Declaration of Independence

We hold these truths to be self-evident, that all men are created equal, that they are endowed by their Creator with certain unalienable Rights, that among these are Life, Liberty and the pursuit of Happiness. - That to secure these rights, Governments are instituted among Men, deriving their just powers from the consent of the governed.

Wednesday, March 19, 2025

What Is a Cash Cow?

Long ago, I heard of cash cows, but I did not understand what they were. In quick research this evening, I learned the definition of cash cow: “a consistently profitable business, property, or product whose profits are used to finance a company’s investments in other areas; one regarded or exploited as a reliable source of money” According to Virginia Allen at The Daily Signal, Mexican cartels have put a whole new meaning on the term cash cow

The Mexican cartels appear to be smuggling drugs into the U.S. inside cows, according to sources interviewed at the border in Texas and New Mexico last week. The cartels are known to use cattle cars to smuggle drugs, but also seem to be using the cattle themselves as couriers.


“When they do the spaying process, they’ll ship the drugs in the cows,” Hudspeth County, Texas, Sheriff Arvin West told The Daily Signal, adding the cartels are nothing if not “creative.”


Sporting a cowboy hat and a badge pinned to his chest, West said the cartels began using bovine couriers for drugs when Mexico started shipping more heifers – young female cows that have never given birth – into the U.S. due to shrinking U.S. cattle inventory.

The U.S. imported more than 1.2 million head of cattle from Mexico in 2024, a little over 400,000 of which were heifers, according to Oklahoma State University. U.S. regulation requires every heifer be spayed in Mexico before entering the U.S., and the cartels found a way to exploit this U.S. policy.


Former New Mexico state Sen.
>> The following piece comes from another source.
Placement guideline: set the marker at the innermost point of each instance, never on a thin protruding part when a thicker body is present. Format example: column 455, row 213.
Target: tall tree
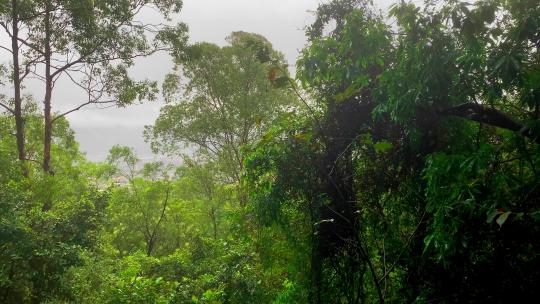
column 226, row 101
column 92, row 44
Steve McCutcheon is a cattle rancher himself and explained the practice to The Daily Signal during a visit in Luna County, New Mexico. The cartels have a network of livestock buyers in Mexico who pay cash for cattle, McCutcheon said. When the heifers are spayed, if the cow is being used for smuggling, a vacuum sealed bag of drugs is inserted inside before the animal’s flank is stapled back together, he explained.


Dr. Gary Thrasher, a large-animal veterinarian based near the border in Arizona, spent over a decade working with veterinarians in Mexico to train them how to properly spay heifers. Cattle are not prone to infection in the same way horses or other large animals are, Thrasher told The Daily Signa on a call Monday.


“It’s really a rare thing for a cow to have an infection,” Thrasher said, explaining that it would be possible for a cow to be physically unaffected by a sealed bag of drugs inside it. While putting a bag of drugs in a heifer would not be difficult, removal would  be challenging, Thrasher said, adding that it would also be expensive, but after spending years working on both sides of the border, the veterinarian said, the cartels “may be doing it.”


The cartels operate their own trucking companies that are legitimate American businesses, but are “owned and funded by the cartels,” McCutcheon said. While the cattle’s papers are checked at the border, detection of drugs inside animals poses a unique challenge to Customs and Border Protection officials.


Once the cattle make it through a port of entry, the cartels remove the drugs from the cattle in the U.S. before the animals are sold in a legal sale. Then, the cartels trade the drugs for cash in the U.S., the drug money is hidden inside the trucks that go back into Mexico, and that cash can then be used to buy more cattle, and the cycle repeats, McCutcheon explained….


Using cattle and cattle cars to smuggle the drugs is not only appealing to cartels due to the detection challenges, but cattle cars tend to move faster than other trucks, according to James Frietze, who spent 25 years serving in the New Mexico State Police, retiring in 2019.


During transport, cows lose weight because they are not eating, Frietze explained. The faster the livestock can reach their destination, the less weight they lose, the healthier they stay, and the more money the seller makes. Likewise, more drugs moving into the U.S. faster also means more money for the cartels.

Frietze explained that the cartels are doing less human smuggling because of actions by the Trump administration, so they are expected to do more drug smuggling. They are also expected to use more tunnels to smuggle drugs into the U.S. due to the use of drones by U.S. law enforcement. Even though smuggling drugs in cows is not spread widely, there is little doubt that the cartels would try it.